The original Operation KKK, or #OpKKK, was launched in November of 2014 when Anonymous reportedly hacked KKK Twitter accounts, exposed Klan members' identities, and may have even caused some Klan members to leave the hate group, according to International Business Times.
That original feud between the KKK and Anonymous jumped off when the Klan said it would "use lethal force" against protesters in Ferguson.
The group identifying itself as Anonymous released a new statement this week saying it was going after the KKK once again.
Ku Klux Klan, We never stopped watching you. We know who you are. We know the dangerous extent to which you will go to cover your asses. Originally, we did not attack you for your beliefs as we fight for freedom of speech. We attacked you due to your threats to use lethal force in the Ferguson protests. We took this grudge between us rather seriously. You continue to threaten anons and others. We never said we would only strike once.

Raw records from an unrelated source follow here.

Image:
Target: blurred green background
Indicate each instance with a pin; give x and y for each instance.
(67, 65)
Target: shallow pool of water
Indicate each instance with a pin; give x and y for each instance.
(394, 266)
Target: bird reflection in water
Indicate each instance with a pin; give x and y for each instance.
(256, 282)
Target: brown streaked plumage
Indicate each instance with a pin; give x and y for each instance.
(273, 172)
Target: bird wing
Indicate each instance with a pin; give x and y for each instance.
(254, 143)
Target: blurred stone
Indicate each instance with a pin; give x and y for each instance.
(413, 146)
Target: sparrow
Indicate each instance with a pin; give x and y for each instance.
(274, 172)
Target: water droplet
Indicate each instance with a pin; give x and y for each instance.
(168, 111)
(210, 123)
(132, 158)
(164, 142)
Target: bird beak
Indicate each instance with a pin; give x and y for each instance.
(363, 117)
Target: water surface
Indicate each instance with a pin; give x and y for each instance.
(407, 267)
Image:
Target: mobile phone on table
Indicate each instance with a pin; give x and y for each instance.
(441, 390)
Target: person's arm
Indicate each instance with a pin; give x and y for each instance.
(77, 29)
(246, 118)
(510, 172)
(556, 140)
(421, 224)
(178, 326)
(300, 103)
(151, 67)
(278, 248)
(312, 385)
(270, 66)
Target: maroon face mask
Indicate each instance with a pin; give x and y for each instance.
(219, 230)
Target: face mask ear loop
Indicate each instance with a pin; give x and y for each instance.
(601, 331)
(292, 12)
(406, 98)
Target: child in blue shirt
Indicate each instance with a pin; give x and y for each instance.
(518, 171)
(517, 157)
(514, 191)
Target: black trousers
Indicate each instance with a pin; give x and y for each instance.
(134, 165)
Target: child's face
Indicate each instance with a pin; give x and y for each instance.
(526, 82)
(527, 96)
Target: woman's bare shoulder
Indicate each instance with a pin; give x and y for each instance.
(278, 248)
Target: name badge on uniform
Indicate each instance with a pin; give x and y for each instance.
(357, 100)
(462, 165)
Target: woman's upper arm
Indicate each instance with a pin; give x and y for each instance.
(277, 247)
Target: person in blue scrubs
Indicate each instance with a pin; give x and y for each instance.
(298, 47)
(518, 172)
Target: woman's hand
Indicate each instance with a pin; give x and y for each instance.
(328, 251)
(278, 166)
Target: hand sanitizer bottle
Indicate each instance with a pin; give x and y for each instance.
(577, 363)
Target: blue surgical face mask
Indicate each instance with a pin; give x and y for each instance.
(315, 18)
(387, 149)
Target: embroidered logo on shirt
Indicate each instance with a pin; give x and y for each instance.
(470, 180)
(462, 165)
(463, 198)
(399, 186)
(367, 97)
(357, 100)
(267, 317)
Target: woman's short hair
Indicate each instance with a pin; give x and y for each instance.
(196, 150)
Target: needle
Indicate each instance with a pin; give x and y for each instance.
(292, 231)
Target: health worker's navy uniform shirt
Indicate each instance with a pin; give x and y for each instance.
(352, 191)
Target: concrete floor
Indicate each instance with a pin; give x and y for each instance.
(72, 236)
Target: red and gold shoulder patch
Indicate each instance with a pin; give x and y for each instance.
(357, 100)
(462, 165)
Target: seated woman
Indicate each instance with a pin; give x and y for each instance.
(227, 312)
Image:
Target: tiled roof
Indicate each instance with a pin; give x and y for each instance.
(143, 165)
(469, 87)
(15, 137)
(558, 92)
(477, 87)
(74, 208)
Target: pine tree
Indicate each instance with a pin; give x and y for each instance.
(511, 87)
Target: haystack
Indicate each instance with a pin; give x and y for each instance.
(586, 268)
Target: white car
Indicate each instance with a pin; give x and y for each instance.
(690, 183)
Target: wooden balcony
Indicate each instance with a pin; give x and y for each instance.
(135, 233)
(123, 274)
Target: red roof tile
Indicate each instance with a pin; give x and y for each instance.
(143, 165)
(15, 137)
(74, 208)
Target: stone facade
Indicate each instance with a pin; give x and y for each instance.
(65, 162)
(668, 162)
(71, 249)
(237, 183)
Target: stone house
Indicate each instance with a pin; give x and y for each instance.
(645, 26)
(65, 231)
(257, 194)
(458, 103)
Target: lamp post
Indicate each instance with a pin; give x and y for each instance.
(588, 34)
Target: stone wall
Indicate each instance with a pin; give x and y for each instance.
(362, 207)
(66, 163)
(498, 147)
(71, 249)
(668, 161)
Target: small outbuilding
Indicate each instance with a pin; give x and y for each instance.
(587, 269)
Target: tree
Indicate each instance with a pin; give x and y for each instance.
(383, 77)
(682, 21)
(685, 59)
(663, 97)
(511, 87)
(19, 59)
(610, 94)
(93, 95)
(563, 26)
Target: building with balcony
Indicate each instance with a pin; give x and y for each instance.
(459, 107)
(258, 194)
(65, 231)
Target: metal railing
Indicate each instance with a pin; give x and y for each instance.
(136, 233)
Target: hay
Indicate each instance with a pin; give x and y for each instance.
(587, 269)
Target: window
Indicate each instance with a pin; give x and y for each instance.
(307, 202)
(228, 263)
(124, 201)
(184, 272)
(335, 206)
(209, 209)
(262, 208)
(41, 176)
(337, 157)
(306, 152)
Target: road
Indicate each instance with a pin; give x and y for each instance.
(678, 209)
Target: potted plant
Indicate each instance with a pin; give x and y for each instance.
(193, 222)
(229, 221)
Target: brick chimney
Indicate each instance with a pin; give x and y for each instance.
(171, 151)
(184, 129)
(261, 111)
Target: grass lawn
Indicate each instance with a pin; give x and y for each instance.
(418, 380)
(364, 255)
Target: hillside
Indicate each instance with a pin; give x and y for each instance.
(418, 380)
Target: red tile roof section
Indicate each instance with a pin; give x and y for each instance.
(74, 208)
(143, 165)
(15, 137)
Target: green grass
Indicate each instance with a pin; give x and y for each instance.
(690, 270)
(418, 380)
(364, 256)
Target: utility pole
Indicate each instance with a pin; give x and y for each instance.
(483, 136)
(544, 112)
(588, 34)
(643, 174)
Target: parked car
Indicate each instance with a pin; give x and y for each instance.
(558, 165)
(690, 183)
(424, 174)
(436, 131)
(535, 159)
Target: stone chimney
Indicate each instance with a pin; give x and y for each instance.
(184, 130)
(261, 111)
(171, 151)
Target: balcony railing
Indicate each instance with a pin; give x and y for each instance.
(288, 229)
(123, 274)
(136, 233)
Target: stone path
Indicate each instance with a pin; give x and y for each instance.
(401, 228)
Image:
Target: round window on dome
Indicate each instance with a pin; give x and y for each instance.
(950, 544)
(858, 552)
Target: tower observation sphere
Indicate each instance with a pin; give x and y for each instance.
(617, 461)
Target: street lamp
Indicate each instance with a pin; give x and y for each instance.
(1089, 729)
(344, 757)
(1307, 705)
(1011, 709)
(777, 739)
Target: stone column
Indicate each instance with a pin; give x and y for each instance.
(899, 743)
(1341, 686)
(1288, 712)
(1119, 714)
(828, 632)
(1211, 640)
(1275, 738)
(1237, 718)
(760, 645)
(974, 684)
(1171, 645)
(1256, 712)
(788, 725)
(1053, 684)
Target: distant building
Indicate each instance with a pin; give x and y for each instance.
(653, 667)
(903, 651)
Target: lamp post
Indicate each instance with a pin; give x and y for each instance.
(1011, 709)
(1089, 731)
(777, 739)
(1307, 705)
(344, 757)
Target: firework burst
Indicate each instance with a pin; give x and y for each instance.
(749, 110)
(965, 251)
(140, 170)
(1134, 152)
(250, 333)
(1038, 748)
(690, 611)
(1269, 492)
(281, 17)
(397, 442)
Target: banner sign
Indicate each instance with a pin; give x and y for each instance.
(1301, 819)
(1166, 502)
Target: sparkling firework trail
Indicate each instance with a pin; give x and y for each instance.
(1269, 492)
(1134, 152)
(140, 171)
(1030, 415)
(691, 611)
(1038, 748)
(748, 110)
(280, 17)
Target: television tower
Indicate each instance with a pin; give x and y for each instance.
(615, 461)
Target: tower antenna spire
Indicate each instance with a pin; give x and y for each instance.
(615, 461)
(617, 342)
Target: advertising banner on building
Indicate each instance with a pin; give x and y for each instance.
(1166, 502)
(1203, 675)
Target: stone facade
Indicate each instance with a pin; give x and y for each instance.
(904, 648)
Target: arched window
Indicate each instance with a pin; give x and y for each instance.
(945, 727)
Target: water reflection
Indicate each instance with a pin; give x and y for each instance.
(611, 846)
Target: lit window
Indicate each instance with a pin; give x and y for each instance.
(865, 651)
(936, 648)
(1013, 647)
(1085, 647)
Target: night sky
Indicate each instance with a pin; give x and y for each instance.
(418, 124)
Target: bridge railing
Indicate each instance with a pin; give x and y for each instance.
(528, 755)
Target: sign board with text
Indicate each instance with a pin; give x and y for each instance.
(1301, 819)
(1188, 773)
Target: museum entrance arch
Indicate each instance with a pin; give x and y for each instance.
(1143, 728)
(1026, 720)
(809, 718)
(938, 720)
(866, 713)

After closely observing so many of you for so very long, we feel confident that applying transparency to your organizational cells is the right, just, appropriate and only course of action. You are abhorrent. Criminal. You are more than extremists. You are more than a hate group. You operate much more like terrorists and you should be recognized as such. You are terrorists that hide your identities beneath sheets and infiltrate society on every level. The privacy of the Ku Klux Klan no longer exists in cyberspace. You've had blood on your hands for nearly 200 years.